# grandfather clock



## jack3140 (Aug 24, 2012)

for those who may be interested here is a photo of the finished second clock . this one is for myself


----------



## Semipro (Mar 22, 2013)

That is a nice piece. Jack
Great job


----------



## JOAT (Apr 9, 2010)

That is lovely. 
Had one years ago, got rid of it, because of all the bonging when I was trying to sleep. Got an antique wall clock, that I don't wind for the same reason.


----------



## Peter Harrison45 (Aug 26, 2013)

Wow, nice work . How much did all the mechanisms cost for the clock??
Maybe one day i'll attempt it maybe ??????


----------



## Multiwood (Feb 24, 2013)

Very nice Jack!! Is it made out of Red Oak? Really looks good.


----------



## neville9999 (Jul 22, 2010)

Looks very nice Jack, did you buy all the woodwork as a kit and then assemble it or did you make all the timber components yourself? NGM


----------



## mgmine (Jan 16, 2012)

Outstanding! I started one last winter but ran out of wood. I thought I had all mahogany but it turned out that half of what I had was walnut. I'm making it out of old table leaves. I picked up a mahogany table at the flea market a few weeks ago for $2.00 so when it gets cold out I'll start up again.


----------



## Keith Hodges (Apr 30, 2013)

Almost all new clock works, especially grandfather clocks, have either a setting, or a switch to silence them at night, so you may have gotten rid of a nice clock for no reason. Also, if your wallclock doesn't have the same option, which most antique clocks don't, I wind the time keeping winder and, like you, don't wind the chimes winder. At least I can tell time with it.


----------



## dick in ia (Jul 23, 2007)

Great job. 
Where did you pick up the movement? I purchased some from Larose in years back, but since they closed, I don't have a "good" source for clock movements.
I would like to see some pictures during construction.


----------



## Cherryville Chuck (Sep 28, 2010)

Beautiful job.

Dick, Lee Valley sells some movements but the movement in this clock looks bigger than anything LV sells.

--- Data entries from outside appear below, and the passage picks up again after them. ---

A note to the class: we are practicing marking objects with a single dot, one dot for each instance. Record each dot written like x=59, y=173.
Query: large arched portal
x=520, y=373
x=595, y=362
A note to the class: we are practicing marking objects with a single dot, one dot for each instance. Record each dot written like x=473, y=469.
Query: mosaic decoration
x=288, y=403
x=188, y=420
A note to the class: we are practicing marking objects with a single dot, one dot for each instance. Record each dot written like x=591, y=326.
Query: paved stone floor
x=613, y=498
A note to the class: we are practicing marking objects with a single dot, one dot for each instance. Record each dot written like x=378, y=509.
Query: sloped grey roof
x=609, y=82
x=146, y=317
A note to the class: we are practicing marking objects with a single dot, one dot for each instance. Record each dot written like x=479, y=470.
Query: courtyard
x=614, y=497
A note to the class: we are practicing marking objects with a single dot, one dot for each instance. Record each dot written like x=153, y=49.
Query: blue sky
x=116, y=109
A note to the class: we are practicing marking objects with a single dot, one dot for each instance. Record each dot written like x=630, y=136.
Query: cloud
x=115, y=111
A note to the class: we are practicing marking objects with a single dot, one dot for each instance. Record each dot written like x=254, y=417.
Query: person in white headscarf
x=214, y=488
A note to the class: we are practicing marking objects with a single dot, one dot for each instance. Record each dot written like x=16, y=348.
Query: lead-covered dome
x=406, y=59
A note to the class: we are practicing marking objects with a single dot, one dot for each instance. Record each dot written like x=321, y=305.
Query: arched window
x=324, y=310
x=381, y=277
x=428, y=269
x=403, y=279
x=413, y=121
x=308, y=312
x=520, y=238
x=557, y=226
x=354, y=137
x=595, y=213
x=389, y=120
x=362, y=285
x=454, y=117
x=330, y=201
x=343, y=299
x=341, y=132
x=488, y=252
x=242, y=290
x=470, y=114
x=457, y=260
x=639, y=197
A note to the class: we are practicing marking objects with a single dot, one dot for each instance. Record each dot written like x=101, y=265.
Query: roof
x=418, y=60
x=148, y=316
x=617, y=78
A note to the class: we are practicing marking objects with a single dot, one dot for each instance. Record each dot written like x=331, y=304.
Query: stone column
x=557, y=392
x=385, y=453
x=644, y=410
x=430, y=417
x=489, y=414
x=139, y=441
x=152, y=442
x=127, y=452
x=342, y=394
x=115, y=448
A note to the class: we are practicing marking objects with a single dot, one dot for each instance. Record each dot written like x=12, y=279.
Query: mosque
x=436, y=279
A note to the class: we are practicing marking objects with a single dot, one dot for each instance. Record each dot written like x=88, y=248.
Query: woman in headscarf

Chime Movements - Lee Valley Tools


----------



## TwoSkies57 (Feb 23, 2009)

Outstanding!!!


----------



## williamm (Oct 10, 2011)

Great looking clock.
I would love to build / own one like it.
Maybe one day.


----------



## junglejim (Mar 28, 2013)

hi JACK that is a beautiful piece what else have you made maybe someday i'll be able to do something like that [i better hurry i turned 65 today lol.Keep up the good work.


----------



## jack3140 (Aug 24, 2012)

*attempt to answer all your questions*

post #4 2385.00cdn dollars incl all taxes and glass kit post#5 yes very old red oak post#6i made all the wood components myself post#9 the movement and accessories were purchased at "COLONIAL TIMES" IN ONTARIO CANADA post#10 ihave made quite a few pieces of furniture; for my beloved daughter wich she treasures i hope your questions are answered to your satisfaction if not feel free to email me regards and thanks for the nice comments jack  ps i also built the fireplace and the kentucky rifle tht you see on it


----------



## mailee (Nov 11, 2005)

Jack, that is a stunning clock. It has been a few years since I made one but it wasn't half as good as that. That is a beautiful piece of craftsmanship.


----------



## Danman1957 (Mar 14, 2009)

Beautiful piece Jack. I also started on last winter but time is just not there for such an elaborate project. I am making it with walnut and hope to get back on track with it. I also would like to know the apx. cost of the clock works, they are outstanding.
Cheers,
Dan


----------



## jack3140 (Aug 24, 2012)

Danman1957 said:


> Beautiful piece Jack. I also started on last winter but time is just not there for such an elaborate project. I am making it with walnut and hope to get back on track with it. I also would like to know the apx. cost of the clock works, they are outstanding.
> Cheers,
> Dan


 thank you see post #14


----------



## OutoftheWoodwork (Oct 4, 2012)

jack3140 said:


> for those who may be interested here is a photo of the finished second clock . this one is for myself


Wow Jack that's absolutely gorgeous! Ya know, I live just next door in Michigan.... (I make signs, not furniture lol)

And since my birthday just passed, we still have Christmas... lol


----------



## jack3140 (Aug 24, 2012)

OutoftheWoodwork said:


> Wow Jack that's absolutely gorgeous! Ya know, I live just next door in Michigan.... (I make signs, not furniture lol)
> 
> And since my birthday just passed, we still have Christmas... lol


 well i wish you a belated happy birthday and certainly a very merry Christmas . thank you for the compliment . bet you make beautiful signs !!!!!!!!!!!!:laugh: . regards jack


----------



## OutoftheWoodwork (Oct 4, 2012)

jack3140 said:


> well i wish you a belated happy birthday and certainly a very merry Christmas . thank you for the compliment . bet you make beautiful signs !!!!!!!!!!!!:laugh: . regards jack


Oh PFFFFT!!! :laugh:


----------



## Keith Hodges (Apr 30, 2013)

Klockit bought LaRose several years ago and has pretty much, although limited, a pretty good source of works and parts. Merritt's is another good choice.


----------



## junglejim (Mar 28, 2013)

hey there Jack,you should be proud of yourself that is a beautiful piece.Just wondering how you got to where you are in woodworking[ practice practice practice i suppose].Thanks for sharing. Jim


----------



## jack3140 (Aug 24, 2012)

thank you jungle jim . practice and determination . just keep banging at it ! if i can do it so can you !!!!!!!regards jack


----------